Metadata-Version: 2.4
Name: pdf-intelligent-splitter
Version: 1.0.0
Summary: Intelligent PDF document splitter based on LLM and OCR
Home-page: https://github.com/loudlous/pdf-intelligent-splitter
Author: loudlous
Author-email: 1948259843@qq.com
Keywords: python,pdf,split,ocr,llm,document,pdf splitter
Classifier: Development Status :: 4 - Beta
Classifier: Intended Audience :: Developers
Classifier: Intended Audience :: End Users/Desktop
Classifier: Topic :: Office/Business
Classifier: Topic :: Utilities
Classifier: Programming Language :: Python :: 3
Classifier: Programming Language :: Python :: 3.8
Classifier: Programming Language :: Python :: 3.9
Classifier: Programming Language :: Python :: 3.10
Classifier: Programming Language :: Python :: 3.11
Classifier: Operating System :: OS Independent
Classifier: License :: OSI Approved :: MIT License
Requires-Python: >=3.8
Description-Content-Type: text/markdown
License-File: LICENSE
Requires-Dist: numpy>=1.26.4
Requires-Dist: Pillow>=11.3.0
Requires-Dist: psutil>=5.9.8
Requires-Dist: tqdm>=4.67.1
Requires-Dist: pymupdf>=1.23.0
Requires-Dist: paddlepaddle>=2.5.0
Requires-Dist: paddleocr>=2.7.0
Requires-Dist: openai>=1.0.0
Requires-Dist: python-dotenv>=1.0.0
Dynamic: author
Dynamic: author-email
Dynamic: classifier
Dynamic: description
Dynamic: description-content-type
Dynamic: home-page
Dynamic: keywords
Dynamic: license-file
Dynamic: requires-dist
Dynamic: requires-python
Dynamic: summary


# PDF Intelligent Splitter

An intelligent PDF document splitting tool based on Large Language Models (LLM) and OCR, designed to split merged PDF documents into multiple independent documents.

## 🚀 Features

1. **Automatic OCR Recognition**: Supports automatic GPU/CPU switching using PaddleOCR for text recognition
2. **Intelligent Splitting Strategy**:
   - **Priority 1**: Uses PDF table of contents for precise splitting (zero cost, no model calls)
   - **Priority 2**: Uses LLM for intelligent splitting when TOC is unavailable
3. **Universal Document Support**: Works with all document types (legal documents, academic papers, general documents, etc.)
4. **Automatic File Naming**: Generates standardized filenames based on document titles
5. **Configurable Keywords**: Supplementary materials and page type keywords are configurable for easy extension

## 📋 Requirements

- Python 3.8+
- GPU support (optional, auto-detected)
- Sufficient disk space for OCR results and split PDFs

## 📦 Installation

### Install Dependencies

```bash
pip install -r requirements.txt
```

### Core Dependencies

**OCR Support (Required)**:
```bash
pip install paddlepaddle paddleocr
```

**PDF Processing (Required)**:
```bash
pip install pymupdf
```

**LLM API (Required)**:
```bash
pip install openai
```

**Optional Dependencies**:
```bash
pip install python-dotenv  # Environment variable support
```

## ⚙️ Configuration

### Environment Variables

Create a `.env` file in the project root (optional):

```bash
# LLM API Configuration
LLM_API_KEY=your_api_key_here
LLM_API_BASE_URL=https://api.example.com/v1

# Or use DeepSeek
DEEPSEEK_API_KEY=your_deepseek_key_here
```

### Security Notice

⚠️ **For security and open-source best practices, this project does NOT hardcode any API keys in the source code.**

You **must** configure LLM access parameters through environment variables:
- `LLM_API_KEY` or `DEEPSEEK_API_KEY`: Your API key (required)
- `LLM_API_BASE_URL`: API base URL (optional, defaults to `https://one-api.maas.com.cn/v1`)

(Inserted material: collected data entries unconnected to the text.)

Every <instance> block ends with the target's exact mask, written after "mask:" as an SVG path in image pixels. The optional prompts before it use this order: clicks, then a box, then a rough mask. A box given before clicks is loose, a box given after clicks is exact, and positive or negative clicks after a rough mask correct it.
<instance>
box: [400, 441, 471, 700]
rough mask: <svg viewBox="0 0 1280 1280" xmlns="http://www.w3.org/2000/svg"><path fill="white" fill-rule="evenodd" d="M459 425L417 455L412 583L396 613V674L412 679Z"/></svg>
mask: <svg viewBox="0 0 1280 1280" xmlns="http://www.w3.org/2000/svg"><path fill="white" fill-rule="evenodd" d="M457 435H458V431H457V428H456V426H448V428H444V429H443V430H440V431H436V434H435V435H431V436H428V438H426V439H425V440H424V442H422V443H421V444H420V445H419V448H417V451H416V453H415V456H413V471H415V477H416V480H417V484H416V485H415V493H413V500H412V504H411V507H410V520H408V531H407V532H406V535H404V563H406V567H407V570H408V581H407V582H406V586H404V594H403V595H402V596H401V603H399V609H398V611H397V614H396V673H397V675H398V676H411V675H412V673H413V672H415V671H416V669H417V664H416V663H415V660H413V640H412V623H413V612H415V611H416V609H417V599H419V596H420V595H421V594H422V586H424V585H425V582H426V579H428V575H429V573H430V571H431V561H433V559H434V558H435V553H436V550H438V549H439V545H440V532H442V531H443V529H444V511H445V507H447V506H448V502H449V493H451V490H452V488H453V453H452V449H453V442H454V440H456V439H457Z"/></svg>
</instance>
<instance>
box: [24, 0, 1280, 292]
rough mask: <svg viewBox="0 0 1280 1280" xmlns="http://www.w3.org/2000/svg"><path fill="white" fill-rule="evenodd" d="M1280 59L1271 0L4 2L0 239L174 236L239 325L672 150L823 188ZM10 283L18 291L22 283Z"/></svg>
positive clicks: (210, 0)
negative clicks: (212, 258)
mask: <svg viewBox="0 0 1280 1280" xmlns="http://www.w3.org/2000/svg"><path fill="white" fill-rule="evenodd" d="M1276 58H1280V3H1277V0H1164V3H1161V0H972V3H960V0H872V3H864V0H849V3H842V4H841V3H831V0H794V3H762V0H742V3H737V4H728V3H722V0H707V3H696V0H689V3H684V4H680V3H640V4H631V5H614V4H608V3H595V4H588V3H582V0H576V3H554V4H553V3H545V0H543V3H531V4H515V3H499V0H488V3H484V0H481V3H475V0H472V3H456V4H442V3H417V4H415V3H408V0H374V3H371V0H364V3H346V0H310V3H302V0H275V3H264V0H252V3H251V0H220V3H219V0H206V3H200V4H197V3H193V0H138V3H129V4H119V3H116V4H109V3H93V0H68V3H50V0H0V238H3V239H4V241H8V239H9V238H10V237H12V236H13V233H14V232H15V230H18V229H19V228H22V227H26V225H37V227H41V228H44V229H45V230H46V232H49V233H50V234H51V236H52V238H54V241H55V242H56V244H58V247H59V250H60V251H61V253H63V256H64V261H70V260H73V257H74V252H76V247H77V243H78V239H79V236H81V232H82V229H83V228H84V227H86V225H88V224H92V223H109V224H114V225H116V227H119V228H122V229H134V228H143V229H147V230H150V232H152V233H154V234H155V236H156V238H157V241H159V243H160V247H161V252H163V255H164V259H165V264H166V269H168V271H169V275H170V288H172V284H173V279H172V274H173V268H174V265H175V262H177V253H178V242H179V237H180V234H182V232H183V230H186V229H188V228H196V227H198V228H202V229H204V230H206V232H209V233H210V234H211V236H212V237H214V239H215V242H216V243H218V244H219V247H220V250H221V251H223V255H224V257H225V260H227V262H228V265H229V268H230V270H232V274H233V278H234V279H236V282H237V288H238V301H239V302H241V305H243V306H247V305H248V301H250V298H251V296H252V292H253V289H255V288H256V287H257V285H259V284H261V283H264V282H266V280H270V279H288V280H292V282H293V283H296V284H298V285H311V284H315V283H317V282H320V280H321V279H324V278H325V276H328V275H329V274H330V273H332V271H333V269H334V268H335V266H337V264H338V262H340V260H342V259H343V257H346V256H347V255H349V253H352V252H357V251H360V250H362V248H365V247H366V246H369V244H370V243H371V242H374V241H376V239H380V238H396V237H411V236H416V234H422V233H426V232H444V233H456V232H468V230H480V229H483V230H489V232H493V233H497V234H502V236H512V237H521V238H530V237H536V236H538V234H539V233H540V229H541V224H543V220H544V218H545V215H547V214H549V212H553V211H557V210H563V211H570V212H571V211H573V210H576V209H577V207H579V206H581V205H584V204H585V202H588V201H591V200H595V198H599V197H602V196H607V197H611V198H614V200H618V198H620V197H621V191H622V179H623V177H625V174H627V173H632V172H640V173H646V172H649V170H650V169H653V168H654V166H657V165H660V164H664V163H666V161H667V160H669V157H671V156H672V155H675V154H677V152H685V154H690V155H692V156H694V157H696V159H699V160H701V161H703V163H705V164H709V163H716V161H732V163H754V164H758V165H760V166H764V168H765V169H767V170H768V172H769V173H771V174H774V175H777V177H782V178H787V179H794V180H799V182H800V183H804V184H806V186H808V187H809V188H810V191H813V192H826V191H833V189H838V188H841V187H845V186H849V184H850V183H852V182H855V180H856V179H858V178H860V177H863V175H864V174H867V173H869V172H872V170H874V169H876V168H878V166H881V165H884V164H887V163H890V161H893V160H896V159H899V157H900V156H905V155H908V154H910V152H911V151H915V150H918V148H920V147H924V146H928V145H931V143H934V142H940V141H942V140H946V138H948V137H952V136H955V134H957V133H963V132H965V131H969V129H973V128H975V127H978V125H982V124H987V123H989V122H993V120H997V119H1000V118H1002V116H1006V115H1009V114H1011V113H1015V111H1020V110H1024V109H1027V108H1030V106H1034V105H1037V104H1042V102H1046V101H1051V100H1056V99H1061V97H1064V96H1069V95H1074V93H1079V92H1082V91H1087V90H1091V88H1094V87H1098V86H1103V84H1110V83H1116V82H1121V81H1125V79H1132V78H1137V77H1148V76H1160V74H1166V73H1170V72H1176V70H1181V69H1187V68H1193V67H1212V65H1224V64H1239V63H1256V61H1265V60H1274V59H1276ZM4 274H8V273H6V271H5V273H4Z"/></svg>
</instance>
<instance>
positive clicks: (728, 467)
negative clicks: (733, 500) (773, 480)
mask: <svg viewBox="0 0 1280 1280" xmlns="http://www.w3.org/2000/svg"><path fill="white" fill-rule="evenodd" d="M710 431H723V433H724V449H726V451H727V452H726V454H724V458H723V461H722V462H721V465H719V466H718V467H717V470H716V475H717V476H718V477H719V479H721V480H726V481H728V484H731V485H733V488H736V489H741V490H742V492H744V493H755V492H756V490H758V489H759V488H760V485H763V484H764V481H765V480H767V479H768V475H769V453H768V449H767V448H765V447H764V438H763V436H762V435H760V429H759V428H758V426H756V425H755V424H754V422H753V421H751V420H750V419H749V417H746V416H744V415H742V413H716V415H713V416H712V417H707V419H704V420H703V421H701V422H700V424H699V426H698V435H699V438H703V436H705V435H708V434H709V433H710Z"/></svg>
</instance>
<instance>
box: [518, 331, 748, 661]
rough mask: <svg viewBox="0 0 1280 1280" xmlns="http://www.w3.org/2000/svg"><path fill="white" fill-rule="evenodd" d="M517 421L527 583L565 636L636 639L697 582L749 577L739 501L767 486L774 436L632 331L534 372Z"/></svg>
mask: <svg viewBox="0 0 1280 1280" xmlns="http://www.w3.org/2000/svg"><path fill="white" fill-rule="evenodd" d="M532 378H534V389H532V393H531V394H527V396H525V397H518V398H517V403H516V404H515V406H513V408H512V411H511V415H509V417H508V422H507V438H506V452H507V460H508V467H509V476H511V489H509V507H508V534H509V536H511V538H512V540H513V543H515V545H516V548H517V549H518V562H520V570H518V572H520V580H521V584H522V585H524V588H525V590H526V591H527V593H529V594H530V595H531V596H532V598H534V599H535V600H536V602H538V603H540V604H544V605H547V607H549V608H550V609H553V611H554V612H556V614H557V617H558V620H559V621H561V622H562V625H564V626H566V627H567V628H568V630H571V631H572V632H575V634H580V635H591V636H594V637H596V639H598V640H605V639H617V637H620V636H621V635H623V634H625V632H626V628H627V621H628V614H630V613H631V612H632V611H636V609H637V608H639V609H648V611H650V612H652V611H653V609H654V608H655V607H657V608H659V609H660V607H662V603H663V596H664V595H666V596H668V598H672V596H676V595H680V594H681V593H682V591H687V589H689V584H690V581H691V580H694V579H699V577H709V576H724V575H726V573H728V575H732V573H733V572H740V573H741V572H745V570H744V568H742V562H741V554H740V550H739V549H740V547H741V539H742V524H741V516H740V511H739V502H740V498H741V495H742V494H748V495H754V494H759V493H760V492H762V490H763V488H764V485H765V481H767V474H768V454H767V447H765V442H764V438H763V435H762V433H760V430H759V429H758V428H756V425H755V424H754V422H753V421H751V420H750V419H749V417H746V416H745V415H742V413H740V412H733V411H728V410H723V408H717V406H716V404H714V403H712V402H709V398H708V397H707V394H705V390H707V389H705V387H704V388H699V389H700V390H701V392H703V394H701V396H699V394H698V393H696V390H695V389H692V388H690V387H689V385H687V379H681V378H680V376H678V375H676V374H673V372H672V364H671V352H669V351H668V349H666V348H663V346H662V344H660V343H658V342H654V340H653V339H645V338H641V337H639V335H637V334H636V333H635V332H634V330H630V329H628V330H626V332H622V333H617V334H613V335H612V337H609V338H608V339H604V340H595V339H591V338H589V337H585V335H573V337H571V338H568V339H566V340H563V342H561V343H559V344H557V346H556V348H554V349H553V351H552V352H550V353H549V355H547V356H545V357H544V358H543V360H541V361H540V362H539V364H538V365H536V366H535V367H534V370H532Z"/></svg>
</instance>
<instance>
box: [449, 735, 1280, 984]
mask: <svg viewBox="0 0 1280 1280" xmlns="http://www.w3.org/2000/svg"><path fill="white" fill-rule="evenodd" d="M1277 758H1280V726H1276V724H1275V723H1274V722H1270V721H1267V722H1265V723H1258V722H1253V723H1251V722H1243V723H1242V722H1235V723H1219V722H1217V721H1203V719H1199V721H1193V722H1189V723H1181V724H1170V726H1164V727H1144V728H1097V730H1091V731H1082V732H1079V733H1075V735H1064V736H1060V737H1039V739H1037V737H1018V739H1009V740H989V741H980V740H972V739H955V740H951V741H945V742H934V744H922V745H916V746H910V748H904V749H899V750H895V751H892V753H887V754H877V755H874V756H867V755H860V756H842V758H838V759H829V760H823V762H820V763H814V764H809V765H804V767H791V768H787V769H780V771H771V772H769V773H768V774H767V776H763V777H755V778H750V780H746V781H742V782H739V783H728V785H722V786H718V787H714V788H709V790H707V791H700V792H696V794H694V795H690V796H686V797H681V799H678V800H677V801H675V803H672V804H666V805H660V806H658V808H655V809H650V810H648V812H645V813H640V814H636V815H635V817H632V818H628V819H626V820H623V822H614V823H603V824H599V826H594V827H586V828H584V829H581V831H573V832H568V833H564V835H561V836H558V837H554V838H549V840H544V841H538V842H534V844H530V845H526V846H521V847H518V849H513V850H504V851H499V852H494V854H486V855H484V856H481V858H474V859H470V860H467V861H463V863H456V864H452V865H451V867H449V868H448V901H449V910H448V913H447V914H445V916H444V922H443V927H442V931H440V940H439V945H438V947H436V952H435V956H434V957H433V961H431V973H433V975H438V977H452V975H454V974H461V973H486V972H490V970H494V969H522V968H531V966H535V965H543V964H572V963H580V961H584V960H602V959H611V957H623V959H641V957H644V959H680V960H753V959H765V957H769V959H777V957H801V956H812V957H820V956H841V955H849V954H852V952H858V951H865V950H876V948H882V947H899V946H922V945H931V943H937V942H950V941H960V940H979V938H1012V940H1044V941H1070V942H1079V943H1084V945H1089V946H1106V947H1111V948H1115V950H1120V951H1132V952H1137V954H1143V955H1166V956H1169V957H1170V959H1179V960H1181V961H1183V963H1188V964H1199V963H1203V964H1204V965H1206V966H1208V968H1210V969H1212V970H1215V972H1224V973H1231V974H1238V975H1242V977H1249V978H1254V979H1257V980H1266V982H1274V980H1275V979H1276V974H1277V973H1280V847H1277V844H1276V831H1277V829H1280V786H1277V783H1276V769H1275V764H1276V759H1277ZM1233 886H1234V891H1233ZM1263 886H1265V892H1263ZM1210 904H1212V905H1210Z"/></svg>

If API keys are not set, the tool will raise an error when attempting to use LLM-based splitting.

## 🎯 Usage

### Basic Usage

```bash
python pdf-split.py <input.pdf> -o <output_dir>
```

### Full Parameters

```bash
python pdf-split.py <input.pdf> \
    -o <output_dir> \                    # Output directory
    --document-type <type> \              # Document type: general/legal/academic
    --ocr-json <path> \                  # Use existing OCR JSON file
    --use-gpu \                           # Force GPU usage (if available)
    --use-cpu \                           # Force CPU usage
    --image-scale <scale>                 # Image scale factor (default: 1.0, lower for large files)
```

### Examples

```bash
# Basic splitting
python pdf-split.py document.pdf -o ./result

# Specify document type
python pdf-split.py academic_papers.pdf -o ./result --document-type academic

# Use existing OCR results (skip OCR step)
python pdf-split.py document.pdf -o ./result --ocr-json ./ocr_result.json

# Large file optimization (reduce memory usage)
python pdf-split.py large_document.pdf -o ./result --image-scale 0.5
```

## 📤 Output

After splitting, the output directory contains:

- `split_points.json`: Split point information (JSON format)
  - `total_pages`: Total number of pages
  - `splits`: List of split results
    - `start_page`: Start page number
    - `end_page`: End page number
    - `title`: Document title
- `*_ocr.json`: OCR recognition results (optional, for subsequent processing)
- `01_<title>.pdf`, `02_<title>.pdf`, ...: Split PDF files

## 🔧 How It Works

### 1. OCR Recognition Phase

- Automatically detects GPU availability
- Uses PaddleOCR for text recognition
- Generates simplified OCR JSON (only key information: page number, page height, text, and Y coordinates)

### 2. Splitting Strategy

**Strategy 1: Table of Contents Splitting (Priority)**
- Automatically detects TOC pages in PDF
- Extracts TOC entries and page numbers
- Splits precisely based on TOC (zero cost, no model calls)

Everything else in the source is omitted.